Working on the assumption that senility is partially due to the absorption of by-products formed from albuminoid food by the decomposing or putrefactive bacteria mentioned, Metchnikoff instituted a search for organisms capable of suppressing the growth of the putrefactive bacteria.
It has long been known that milk allowed to become sour will keep for a considerably longer period in hot weather than if lactic bacteria had not grown. This preservative action of lactic acid also comes into play in the manufacture of sauerkraut and in the preservation of meat by immersion in sour milk.
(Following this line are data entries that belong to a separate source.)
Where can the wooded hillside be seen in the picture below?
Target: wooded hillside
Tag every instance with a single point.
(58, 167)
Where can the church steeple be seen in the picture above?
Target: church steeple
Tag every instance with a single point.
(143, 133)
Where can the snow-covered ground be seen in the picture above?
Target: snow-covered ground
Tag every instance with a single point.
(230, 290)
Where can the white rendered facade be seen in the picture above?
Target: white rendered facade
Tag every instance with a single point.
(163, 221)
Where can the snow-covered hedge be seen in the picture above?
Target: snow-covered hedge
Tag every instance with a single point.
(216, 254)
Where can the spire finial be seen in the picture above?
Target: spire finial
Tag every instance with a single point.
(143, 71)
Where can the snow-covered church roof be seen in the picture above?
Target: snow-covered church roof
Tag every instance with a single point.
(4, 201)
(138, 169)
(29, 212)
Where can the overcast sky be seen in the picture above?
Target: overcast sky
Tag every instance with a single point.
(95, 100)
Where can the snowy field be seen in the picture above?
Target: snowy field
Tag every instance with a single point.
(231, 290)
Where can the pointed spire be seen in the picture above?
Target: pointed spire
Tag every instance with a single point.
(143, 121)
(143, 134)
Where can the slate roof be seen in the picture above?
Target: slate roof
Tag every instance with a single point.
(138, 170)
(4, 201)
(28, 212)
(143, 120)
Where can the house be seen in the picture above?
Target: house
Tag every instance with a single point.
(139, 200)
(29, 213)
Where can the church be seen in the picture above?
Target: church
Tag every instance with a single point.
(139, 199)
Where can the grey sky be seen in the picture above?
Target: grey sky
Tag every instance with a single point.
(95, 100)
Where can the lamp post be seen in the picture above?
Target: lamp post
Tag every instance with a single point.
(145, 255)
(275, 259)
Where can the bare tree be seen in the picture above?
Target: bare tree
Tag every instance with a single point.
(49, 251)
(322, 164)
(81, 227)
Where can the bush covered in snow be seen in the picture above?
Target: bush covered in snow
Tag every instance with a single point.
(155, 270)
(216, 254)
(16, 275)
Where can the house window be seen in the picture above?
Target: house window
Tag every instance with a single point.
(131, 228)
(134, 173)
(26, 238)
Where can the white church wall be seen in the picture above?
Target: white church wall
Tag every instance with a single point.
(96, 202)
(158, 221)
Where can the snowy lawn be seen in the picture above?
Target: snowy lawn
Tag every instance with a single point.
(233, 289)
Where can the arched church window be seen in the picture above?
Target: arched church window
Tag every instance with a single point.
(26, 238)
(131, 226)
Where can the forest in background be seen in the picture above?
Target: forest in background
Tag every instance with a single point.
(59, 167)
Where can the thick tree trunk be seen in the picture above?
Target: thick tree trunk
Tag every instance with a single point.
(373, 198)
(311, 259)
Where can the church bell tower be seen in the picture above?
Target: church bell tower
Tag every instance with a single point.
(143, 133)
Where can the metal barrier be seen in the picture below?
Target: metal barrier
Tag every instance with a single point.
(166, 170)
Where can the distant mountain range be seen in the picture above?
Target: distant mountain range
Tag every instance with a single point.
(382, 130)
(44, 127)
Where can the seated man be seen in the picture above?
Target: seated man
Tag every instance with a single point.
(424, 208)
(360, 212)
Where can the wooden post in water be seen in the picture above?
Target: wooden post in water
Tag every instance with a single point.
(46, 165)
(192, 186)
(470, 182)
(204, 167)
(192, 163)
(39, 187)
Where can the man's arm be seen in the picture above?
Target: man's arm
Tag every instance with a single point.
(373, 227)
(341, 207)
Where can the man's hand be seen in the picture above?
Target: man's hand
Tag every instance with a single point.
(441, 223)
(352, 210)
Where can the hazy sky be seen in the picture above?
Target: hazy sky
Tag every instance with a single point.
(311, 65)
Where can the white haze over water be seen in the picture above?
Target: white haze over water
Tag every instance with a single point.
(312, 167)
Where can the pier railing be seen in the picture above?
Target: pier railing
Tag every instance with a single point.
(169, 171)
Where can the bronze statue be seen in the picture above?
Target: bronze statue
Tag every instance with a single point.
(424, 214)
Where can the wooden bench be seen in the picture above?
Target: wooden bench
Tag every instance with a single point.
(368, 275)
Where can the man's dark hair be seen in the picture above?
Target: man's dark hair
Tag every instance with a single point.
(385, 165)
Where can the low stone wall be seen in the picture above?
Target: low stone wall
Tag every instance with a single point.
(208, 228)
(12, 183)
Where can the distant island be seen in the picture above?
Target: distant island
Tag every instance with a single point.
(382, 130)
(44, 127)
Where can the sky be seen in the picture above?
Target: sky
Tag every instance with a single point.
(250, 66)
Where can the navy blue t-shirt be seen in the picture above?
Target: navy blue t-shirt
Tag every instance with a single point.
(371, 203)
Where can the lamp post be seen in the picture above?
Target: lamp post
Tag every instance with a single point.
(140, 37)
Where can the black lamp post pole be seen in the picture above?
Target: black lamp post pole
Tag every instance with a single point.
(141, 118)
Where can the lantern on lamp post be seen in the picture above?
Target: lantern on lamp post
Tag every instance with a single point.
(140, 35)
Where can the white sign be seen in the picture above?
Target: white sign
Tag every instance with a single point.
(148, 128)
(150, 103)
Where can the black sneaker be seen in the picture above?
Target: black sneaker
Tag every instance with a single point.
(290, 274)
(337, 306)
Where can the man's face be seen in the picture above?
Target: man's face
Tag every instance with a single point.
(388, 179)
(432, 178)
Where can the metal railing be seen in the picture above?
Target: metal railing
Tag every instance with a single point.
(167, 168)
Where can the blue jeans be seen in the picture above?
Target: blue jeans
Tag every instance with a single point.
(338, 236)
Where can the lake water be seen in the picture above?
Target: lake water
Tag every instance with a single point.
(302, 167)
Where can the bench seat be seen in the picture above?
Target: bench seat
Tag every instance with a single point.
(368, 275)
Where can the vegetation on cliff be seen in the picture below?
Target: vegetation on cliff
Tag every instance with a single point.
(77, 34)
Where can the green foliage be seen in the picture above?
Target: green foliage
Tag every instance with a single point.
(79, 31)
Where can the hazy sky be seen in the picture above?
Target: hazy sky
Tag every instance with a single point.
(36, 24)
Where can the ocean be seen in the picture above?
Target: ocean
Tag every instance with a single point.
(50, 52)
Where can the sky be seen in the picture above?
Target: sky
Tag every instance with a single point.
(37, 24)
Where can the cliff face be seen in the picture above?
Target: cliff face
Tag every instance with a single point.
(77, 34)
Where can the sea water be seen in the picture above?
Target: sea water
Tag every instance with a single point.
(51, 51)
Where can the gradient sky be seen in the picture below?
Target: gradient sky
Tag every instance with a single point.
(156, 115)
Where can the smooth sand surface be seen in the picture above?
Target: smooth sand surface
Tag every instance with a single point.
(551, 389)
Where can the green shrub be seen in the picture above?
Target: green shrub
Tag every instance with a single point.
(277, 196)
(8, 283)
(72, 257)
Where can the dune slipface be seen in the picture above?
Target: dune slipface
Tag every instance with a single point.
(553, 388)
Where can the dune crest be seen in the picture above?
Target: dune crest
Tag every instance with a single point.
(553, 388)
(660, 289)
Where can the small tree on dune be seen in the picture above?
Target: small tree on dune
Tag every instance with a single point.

Fig. 34.—Photo-micrograph of smear of culture of Bacillus bulgaricus, recommended by Metchnikoff for use in cases of intestinal auto-intoxication. Unlike the ferments of normally soured milk, which are sometimes indifferent, or even injurious, in their action, this bacillus is capable of growth at blood heat, and, by producing much larger quantities of lactic acid than such organisms as Streptococcus lacticus, Bacillus coli commune, or Bacteria lacticus aerogenes, inhibits the multiplication of bacteria responsible for the putrefaction of albuminoid food in the intestines.
Bienstock has shown that the growth of Bac. putrificus is inhibited by the action of Bact. coli commune, which is capable of setting up a slight lactic acid fermentation. Bact. coli commune, however, gives rise to substances of an injurious character, and, although present very abundantly in the intestinal tract, it may by reduced almost entirely by the active growth of lactic acid bacteria. This fact is of great value to the cheese-maker, since by the addition of a lactic acid culture (starter) to milk before renneting, gas-producing bacteria such as Bact. coli may be checked in growth. Since the ordinary lactic acid bacteria such as Streptococcus lacticus, Bac. lactis acidi, and others, are incapable of growth at blood temperature, it appeared necessary to procure cultures of lactic bacteria able to grow at temperatures of 100° F. to 112° F. Such an organism was found in Bulgarian soured milk (yoghourt), and was considered pre-eminently adapted to this purpose. As has been shown in the preceding paragraphs, this organism is merely one of a large group of bacteria found distributed in the intestinal canal of many domestic animals, in manure, and in ordinary market milk. It is then not surprising that the introduction into the intestinal tract of bacteria of the type Bulgaricus in the form of tabloids has not met with any decided success. Although it was considered to be merely necessary to introduce the desired type of organism into the body, and the amount of lactic acid taken into the system by the administration of soured milks was looked upon as of secondary importance, yet, it would seem, in the light of recent investigations, that benefits derived from a soured milk regimen are attributable in part to a chemical as well as a purely bacterial action. This receives support from the fact that soured milk beverages prepared by the use of ordinary lactic bacteria, distinct from those of the Bulgaricus type, often exert a beneficial influence upon human beings even although the organisms responsible for the fermentation are incapable of growth at blood temperature.
It may be mentioned in conclusion that cultures prepared by the use of organisms of the type Streptococcus lacticus combined with Bac. bulgaricus possess a more agreeable flavour and aroma than those prepared from a pure culture of Bulgaricus alone.